Fertileva ed OP Arca Fruit: “L’importanza del ripristino della sostanza organica"

“Il suolo è un bene comune non rinnovabile che genera servizi ecosistemici ed ambientali. Oggi abbiamo creato una modalità di gestione dei terreni agricoli semplice, immediata ma assai fragile.” Queste le parole pronunciate dal Prof. Cristos Xiloyannis, durante l’incontro tecnico “L’importanza del ripristino della sostanza organica nei suoli agricoli”, promosso da Fertileva in collaborazione con l’O.P. Arca Fruit di Bisceglie, tenutosi venerdì 30 novembre presso Palazzo Tupputi a Bisceglie.
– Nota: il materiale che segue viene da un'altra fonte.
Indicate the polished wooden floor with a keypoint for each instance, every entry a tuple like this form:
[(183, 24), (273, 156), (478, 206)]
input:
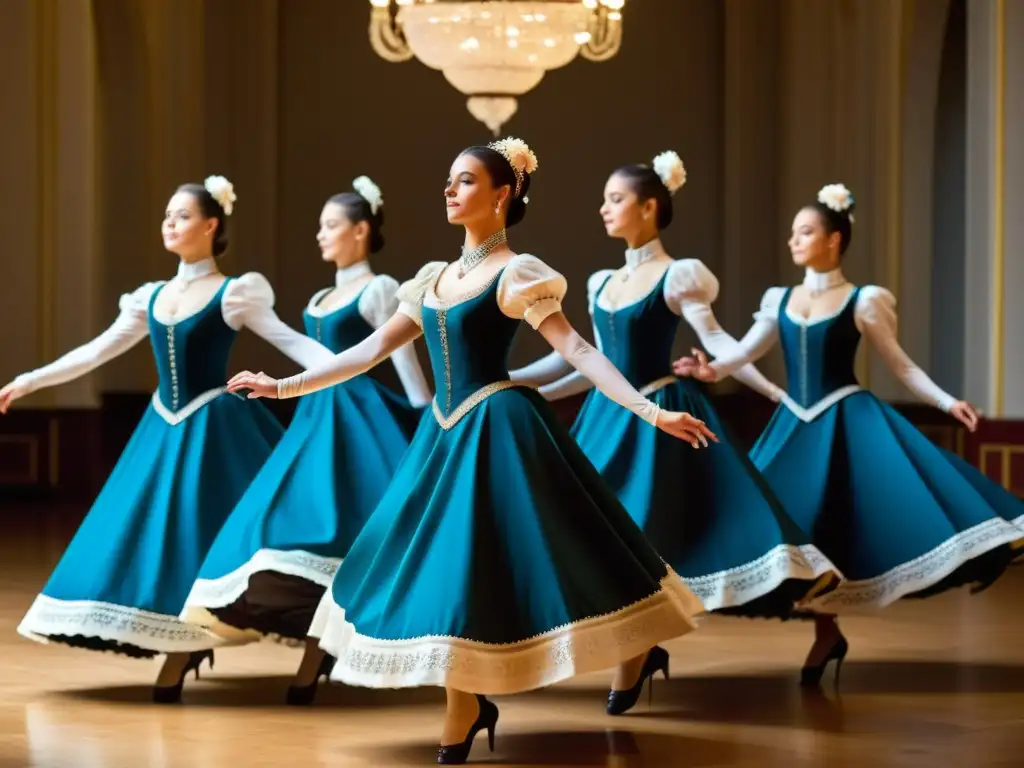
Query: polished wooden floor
[(931, 684)]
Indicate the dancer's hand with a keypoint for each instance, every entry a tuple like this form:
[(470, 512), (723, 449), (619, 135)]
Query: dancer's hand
[(966, 414), (685, 427), (258, 385), (11, 392), (695, 367)]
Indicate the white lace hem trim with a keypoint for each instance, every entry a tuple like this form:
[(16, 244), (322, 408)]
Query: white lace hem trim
[(474, 667), (216, 593), (649, 389), (176, 417), (810, 414), (923, 571), (143, 629), (736, 587)]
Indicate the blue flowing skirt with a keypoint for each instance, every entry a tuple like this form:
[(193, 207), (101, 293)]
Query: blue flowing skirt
[(279, 550), (897, 514), (709, 512), (123, 580), (498, 561)]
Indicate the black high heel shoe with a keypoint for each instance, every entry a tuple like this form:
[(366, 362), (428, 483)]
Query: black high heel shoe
[(303, 695), (487, 719), (172, 693), (621, 701), (810, 677)]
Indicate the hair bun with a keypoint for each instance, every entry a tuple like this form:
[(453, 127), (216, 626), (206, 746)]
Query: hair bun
[(222, 190), (837, 198)]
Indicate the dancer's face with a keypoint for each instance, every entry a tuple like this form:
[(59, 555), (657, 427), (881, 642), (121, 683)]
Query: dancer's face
[(470, 196), (185, 230), (341, 241), (623, 213), (810, 243)]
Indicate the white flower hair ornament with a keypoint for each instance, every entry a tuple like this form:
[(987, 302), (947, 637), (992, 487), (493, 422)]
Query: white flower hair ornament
[(670, 169), (519, 156), (222, 190), (838, 198), (370, 193)]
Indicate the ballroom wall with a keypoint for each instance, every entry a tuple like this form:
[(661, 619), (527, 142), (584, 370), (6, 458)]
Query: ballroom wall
[(116, 101)]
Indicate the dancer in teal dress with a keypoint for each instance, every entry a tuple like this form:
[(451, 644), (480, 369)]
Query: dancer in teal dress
[(124, 578), (498, 560), (280, 548), (731, 541), (898, 515)]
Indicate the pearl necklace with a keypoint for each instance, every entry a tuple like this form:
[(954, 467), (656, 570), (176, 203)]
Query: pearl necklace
[(190, 271), (472, 257), (820, 283)]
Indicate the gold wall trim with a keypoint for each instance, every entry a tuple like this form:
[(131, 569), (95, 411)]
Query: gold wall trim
[(31, 442), (1005, 452), (998, 236)]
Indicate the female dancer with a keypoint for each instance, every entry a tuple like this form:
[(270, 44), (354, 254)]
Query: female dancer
[(732, 543), (898, 515), (125, 576), (276, 554), (498, 560)]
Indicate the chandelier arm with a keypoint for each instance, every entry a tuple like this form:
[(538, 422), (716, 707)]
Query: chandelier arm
[(605, 37)]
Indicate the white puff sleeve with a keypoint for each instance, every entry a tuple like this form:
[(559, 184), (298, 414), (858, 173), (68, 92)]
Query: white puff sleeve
[(594, 285), (377, 304), (876, 317), (412, 292), (130, 328), (379, 301), (248, 301), (689, 283), (530, 290)]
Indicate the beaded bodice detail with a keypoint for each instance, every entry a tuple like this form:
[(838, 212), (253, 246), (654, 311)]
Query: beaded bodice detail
[(468, 341), (190, 354), (819, 354), (340, 329), (638, 337)]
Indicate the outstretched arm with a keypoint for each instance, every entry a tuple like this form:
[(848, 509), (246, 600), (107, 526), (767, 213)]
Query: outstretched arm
[(129, 329), (397, 332), (543, 371), (249, 301), (377, 304), (567, 386)]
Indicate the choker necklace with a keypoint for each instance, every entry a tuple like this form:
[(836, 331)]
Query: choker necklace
[(472, 257), (820, 283)]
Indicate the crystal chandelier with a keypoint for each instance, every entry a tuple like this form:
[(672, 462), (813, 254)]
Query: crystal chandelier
[(495, 50)]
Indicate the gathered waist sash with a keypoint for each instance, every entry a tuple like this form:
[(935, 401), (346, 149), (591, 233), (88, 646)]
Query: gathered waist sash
[(813, 412), (653, 386), (446, 422), (176, 417)]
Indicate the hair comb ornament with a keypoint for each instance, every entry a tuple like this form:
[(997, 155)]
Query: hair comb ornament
[(519, 156)]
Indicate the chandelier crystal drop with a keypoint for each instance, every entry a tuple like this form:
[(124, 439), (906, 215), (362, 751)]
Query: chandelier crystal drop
[(495, 50)]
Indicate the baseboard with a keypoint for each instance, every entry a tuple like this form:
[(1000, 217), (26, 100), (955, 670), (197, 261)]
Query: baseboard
[(68, 454)]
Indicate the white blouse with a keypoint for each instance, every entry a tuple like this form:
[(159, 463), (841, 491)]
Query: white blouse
[(247, 301), (875, 315), (378, 302), (527, 290)]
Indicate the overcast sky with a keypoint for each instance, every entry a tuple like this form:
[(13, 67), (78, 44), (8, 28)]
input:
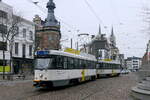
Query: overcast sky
[(126, 16)]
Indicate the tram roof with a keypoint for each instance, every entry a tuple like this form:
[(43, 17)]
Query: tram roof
[(109, 62), (62, 53)]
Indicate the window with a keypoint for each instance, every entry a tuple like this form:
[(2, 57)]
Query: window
[(30, 50), (31, 35), (3, 29), (3, 14), (65, 63), (16, 48), (17, 31), (49, 37), (23, 50), (76, 63), (24, 33), (70, 63), (3, 63), (3, 46)]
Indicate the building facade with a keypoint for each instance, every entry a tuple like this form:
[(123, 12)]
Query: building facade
[(20, 49), (48, 33), (133, 63), (104, 48)]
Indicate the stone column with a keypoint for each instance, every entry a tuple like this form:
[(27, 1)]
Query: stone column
[(142, 90)]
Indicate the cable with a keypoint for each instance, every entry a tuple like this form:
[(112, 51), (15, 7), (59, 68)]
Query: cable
[(44, 11), (93, 11)]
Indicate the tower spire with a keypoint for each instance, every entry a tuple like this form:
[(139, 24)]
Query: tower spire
[(112, 31), (100, 32), (112, 37), (51, 20)]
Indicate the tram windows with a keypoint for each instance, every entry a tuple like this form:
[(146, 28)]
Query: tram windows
[(76, 63), (65, 63), (80, 63), (70, 63), (90, 66), (59, 62)]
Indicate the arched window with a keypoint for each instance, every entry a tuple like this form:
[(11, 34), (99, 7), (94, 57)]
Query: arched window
[(31, 35)]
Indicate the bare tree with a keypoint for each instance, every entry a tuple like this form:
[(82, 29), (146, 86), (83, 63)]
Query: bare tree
[(9, 36)]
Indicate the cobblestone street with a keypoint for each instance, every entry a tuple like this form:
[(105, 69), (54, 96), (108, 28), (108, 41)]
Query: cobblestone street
[(116, 88)]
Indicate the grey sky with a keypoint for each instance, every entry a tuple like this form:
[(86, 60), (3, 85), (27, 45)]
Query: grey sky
[(125, 15)]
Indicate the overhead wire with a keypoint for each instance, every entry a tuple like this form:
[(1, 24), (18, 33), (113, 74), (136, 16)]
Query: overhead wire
[(45, 11)]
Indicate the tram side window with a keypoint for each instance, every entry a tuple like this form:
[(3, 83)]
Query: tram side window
[(70, 63), (89, 64), (80, 64), (1, 63), (65, 63), (76, 63)]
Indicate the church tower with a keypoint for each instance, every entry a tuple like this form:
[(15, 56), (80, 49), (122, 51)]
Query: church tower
[(113, 38), (48, 34)]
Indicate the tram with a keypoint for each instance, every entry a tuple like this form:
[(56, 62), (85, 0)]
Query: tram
[(57, 68), (108, 68)]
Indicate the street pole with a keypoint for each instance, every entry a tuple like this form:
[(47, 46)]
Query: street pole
[(3, 45)]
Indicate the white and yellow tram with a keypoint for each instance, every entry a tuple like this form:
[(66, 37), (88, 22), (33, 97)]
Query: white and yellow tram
[(108, 68), (57, 68)]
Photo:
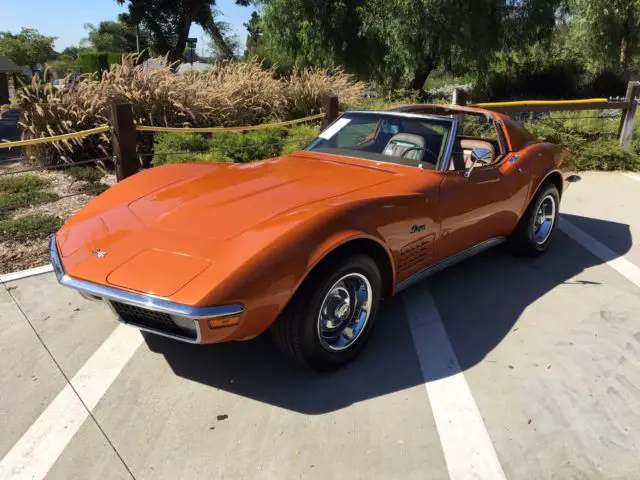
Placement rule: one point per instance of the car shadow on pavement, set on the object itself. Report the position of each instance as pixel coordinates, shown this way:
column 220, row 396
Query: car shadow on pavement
column 479, row 302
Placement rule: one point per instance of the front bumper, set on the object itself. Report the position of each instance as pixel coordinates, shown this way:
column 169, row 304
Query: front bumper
column 146, row 312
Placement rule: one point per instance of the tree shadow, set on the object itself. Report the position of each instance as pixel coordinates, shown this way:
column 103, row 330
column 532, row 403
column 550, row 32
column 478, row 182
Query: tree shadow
column 9, row 130
column 491, row 289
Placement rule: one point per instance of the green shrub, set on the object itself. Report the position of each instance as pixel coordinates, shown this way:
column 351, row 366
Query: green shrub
column 85, row 174
column 11, row 202
column 606, row 155
column 167, row 144
column 11, row 184
column 93, row 188
column 220, row 147
column 22, row 191
column 298, row 137
column 29, row 226
column 249, row 146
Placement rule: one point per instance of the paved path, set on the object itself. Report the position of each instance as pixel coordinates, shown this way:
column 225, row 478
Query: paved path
column 497, row 368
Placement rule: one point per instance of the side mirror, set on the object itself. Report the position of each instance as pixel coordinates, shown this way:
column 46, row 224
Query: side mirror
column 483, row 155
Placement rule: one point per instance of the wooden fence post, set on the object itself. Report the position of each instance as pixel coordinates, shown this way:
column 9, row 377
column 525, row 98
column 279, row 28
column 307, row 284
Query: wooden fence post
column 330, row 105
column 459, row 97
column 124, row 138
column 625, row 132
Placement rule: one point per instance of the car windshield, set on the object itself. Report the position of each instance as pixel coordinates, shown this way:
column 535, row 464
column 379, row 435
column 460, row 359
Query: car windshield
column 406, row 139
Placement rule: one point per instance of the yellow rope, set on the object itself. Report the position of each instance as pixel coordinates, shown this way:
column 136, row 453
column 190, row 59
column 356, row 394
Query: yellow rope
column 57, row 138
column 525, row 103
column 145, row 128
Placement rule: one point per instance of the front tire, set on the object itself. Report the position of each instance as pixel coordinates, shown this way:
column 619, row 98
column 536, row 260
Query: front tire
column 535, row 230
column 330, row 319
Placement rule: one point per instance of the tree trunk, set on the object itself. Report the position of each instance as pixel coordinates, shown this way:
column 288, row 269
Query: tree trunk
column 624, row 57
column 421, row 74
column 419, row 78
column 220, row 42
column 178, row 49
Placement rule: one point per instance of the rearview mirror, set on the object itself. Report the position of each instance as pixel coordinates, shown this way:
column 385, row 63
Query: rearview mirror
column 479, row 155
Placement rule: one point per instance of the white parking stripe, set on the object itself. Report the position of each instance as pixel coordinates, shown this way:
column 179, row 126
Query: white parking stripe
column 634, row 176
column 10, row 277
column 467, row 447
column 38, row 449
column 623, row 266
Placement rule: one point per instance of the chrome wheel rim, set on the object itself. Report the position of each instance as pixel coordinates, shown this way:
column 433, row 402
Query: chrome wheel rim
column 544, row 220
column 344, row 312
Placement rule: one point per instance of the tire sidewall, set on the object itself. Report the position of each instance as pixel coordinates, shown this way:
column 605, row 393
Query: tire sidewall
column 544, row 192
column 316, row 354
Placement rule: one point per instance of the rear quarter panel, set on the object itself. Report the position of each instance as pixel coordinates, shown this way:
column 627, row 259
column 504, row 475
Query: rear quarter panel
column 543, row 159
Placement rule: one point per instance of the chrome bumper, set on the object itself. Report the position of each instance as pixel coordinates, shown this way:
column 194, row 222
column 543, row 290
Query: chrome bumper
column 183, row 315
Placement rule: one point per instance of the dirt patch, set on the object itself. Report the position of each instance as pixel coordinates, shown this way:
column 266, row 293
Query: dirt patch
column 22, row 253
La progressiva semplificazione nella modalità di gestione dei terreni agricoli, dovuta alle eccessive lavorazioni del suolo, all’utilizzo esclusivo dei concimi minerali e all’ uso non corretto dell’irrigazione, ha condotto al declino generalizzato della qualità dei suoli, in particolare del loro contenuto di Carbonio. E’ dunque indispensabile riadottare una gestione accurata dei terreni agricoli, incrementandone il tenore in sostanza organica, risorsa fondamentale per accrescerne la fertilità e aumentarne la produttività. In tal senso, l’utilizzo di concimi organici e ammendanti compostati risulta assai efficace, poiché oltre a favorire l’incremento di Carbonio nel suolo, essi fungono da ammendanti e correttivi del pH, garantendo al terreno e alle colture un equilibrato apporto nutrizionale. Quel che è emerso dal dibattito intavolato con un’interessata platea di tecnici, agricoltori e professionisti del settore, è stato dunque il valore agronomico, economico ed ambientale della concimazione organica, intesa come strumento attraverso cui innescare una controtendenza capace di dare nuova vita alla terra, inestimabile risorsa e capitale che muove gli ingranaggi del comparto agricolo italiano.